Dalam Jurnal Pustaka Budaya (2010)
oleh Nurul
Adhmi, Nining Sudiar dan Vita Amelia. Para peneliti tersebut telah memaparkan
hasil analisanya tentang perkembangan TBM di Kota
Padang. Hasil penelitian menunjukkan bahwa dalam hal pertumbuhan TBM di Kota
Padang terbilang lambat. Hal ini terlihat selama 45 (empat puluh lima) tahun
dari tahun 1965 hingga berdiri hanya ada 16 (enam belas) TBM yang
ada di Kota Padang yaitu tahun 1965, 1968, 1975, 1980, 1983, 1985, 1997 dan
2005 hanya berdiri 1 (satu) TBM tiap tahunnya (6,25%).

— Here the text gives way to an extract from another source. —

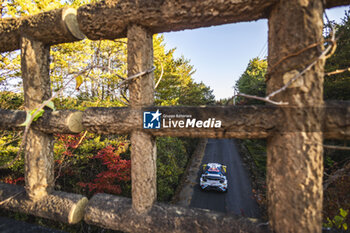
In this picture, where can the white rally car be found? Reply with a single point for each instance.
(213, 177)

Barulah pada tahun 1989,
2008, 2009 dan 2010 tumbuh 2 (dua) TBM (12,5%).
Meskipun
demikian, penggiat literasi tetap menjalin jejaring dengan pemerintah terkait;
Dinas Kearsipan dan Perpustakaan Kota Padang, Dinas Kearsipan dan Perpustakaan
Provinsi Sumatera Barat, Pemerintah Kota Padang, dan masyarakat. Uniknya, demi meningkatkan pendidikan dan ilmu pengetahuan, terdapat
satu tempat, yakni Kelurahan Purus berinisiatif mendirikan TBM bagi masyarakat Purus.
Dan hingga awal tahun 2017, sudah berdiri 2 TBM, yang pertama dalah TBM Tanah
Ombak. Lokasinya berada di antara pemukiman penduduk. Sementara TBM yang kedua
berada di dekat Danau Cimpago.
Dengan mengandalkan swadaya masyarakat, sumbangan donatur dan
program pemerintah Kota Padang, pemerintah Kecamatan Padang Barat dan
pemerintah Kelurahan Purus, kedua TBM ini sudah dilengkapi koleksi-koleksi buku
dengan tema beragam. Sebagian besar bermanfaat untuk peningkatan pendidikan dan
ilmu pengetahuan warga. TBM ini juga dilengkapi dengan meja dan kursi serta
pendukung-pendukung lainnya. Bahkan, pemerintah Kelurahan Purus di hari
tertentu mendatangkan pengajar lepas untuk memberi jam belajar tambahan di luar
jam sekolah bagi anak-anak sekolah.
Perbandingan
potret TBM Warabal dengan TBM lainnya tampak jelas. Selain sudah 20 tahun
berdiri dan beroperasi, TBM Warabal menjadi model literasi finansial bagi TBM
lainnya. Dari penjabaran di atas terdapat hal pokok, yakni literasi finansial bukan
semata-mata membaca, dan menulis. Namun seputar upaya bersama dalam mendapatkan
uang masuk untuk kesejahteraan bersama. TBM di daerah perlu menyesuaikan dan
mencoba program yang telah ada di TBM Lebakwangi. Bermula dari tata kelola,
kepenulisan, kewirausahaan, dan jejaringnya. Buya
hamka dalam pesannya mengatakan tugas
kita bukanlah untuk berhasil. Tugas kita adalah mencoba, karena di dalam
mencoba itulah kita menemukan dan belajar membangun kesempatan untuk berhasil.
Namun, apakah program literasi finansial yang bisa dicobakan di TBM daerah lain?